Mouloud Akkouche revient à Vénissieux… dans un polar

Mouloud Akkouche

En résidence littéraire auprès de l’Espace Pandora il y a trois ans, Mouloud Akkouche publie chez Court Circuit un roman intitulé « Résidente » et qui se déroule… à Vénissieux. Occasion pour l’auteur de pratiquer une sorte de dédoublement de personnalité et de livrer une double histoire à la première personne. Elle est d’abord racontée par un grand reporter revenu de tout, qui se méfie de la littérature et qui recherche Zailes, la sœur d’un ami, disparue après une résidence littéraire à Vénissieux.

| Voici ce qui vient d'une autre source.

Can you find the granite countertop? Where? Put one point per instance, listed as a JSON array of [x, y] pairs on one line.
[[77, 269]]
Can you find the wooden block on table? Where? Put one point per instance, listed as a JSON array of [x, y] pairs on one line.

Ce récit est coupé par les pensées de la jeune femme recherchée, retenue de force à Lyon par d’anciens taulards. Occasion pour Mouloud de délivrer tout à la fois son expérience d’animateur d’ateliers d’écriture — lorsque c’est Zailes qui prend la plume — et de prendre de la distance avec son métier. Ainsi, lorsque le journaliste débarque à Vénissieux, il prend soin de donner quelques indications sur les lieux ou les personnes qu’il croise. Pas besoin d’être très clairvoyant pour reconnaître, faisant face à l’hôtel de ville, « une espèce de glaçon géant au milieu d’une esplanade ». À côté du Café Jaurès, il trouve l’Espace Vent des mots et son directeur, qu’il décrit avec beaucoup d’amusement.

Comme dans tout bon roman à clefs, chaque borne placée sur le terrain désigne un lieu ou une personne réelle. Pour se dédouaner de cette rencontre poétique, puisque l’Espace Vent des mots abrite une maison d’édition de poésie, Mouloud ajoute : « Rien à faire : la poésie, ce n’est pas mon truc. » À bon entendeur…

Tout ne doit bien sûr pas être pris au pied de la lettre et Mouloud, ou plutôt le journaliste dont il a fait son héros, feint d’ignorer les bienfaits des lettres. Malgré tout, il jette parfois en pâture au lecteur un nom ou un titre qui prouvent bien que le gars accorde encore tout son crédit à la chose écrite. Car le premier véritable auteur cité, avant Camus et Bouvier, n’est ni à la mode ni même prisé d’un public bobo-intello — ceux que semble redouter le personnage de « Résidente ». Il s’agit de Nikos Kavvadias et de son unique roman, « Le Quart ».

Il y a de l’humour, dans « Résidente », mais aussi une part de tristesse et de désenchantement, celui-là même qui berce « Le Quart ». L’évocation des gens des cités, ces « dindons de la farce d’un monde dont ils n’auront jamais les clefs » est empreinte de beaucoup de tendresse. Et il ne sera pas besoin d’être uniquement Vénissian pour se ruer sur ce polar astucieux car même si quelques détails vous échappent, quelques clins d’œil que seuls reconnaîtront les initiés, on prendra un réel plaisir aux itinéraires du héros qui croisent et recroisent notre quotidien.

« Résidente » de Mouloud Akkouche, Court Circuit. 14 euros.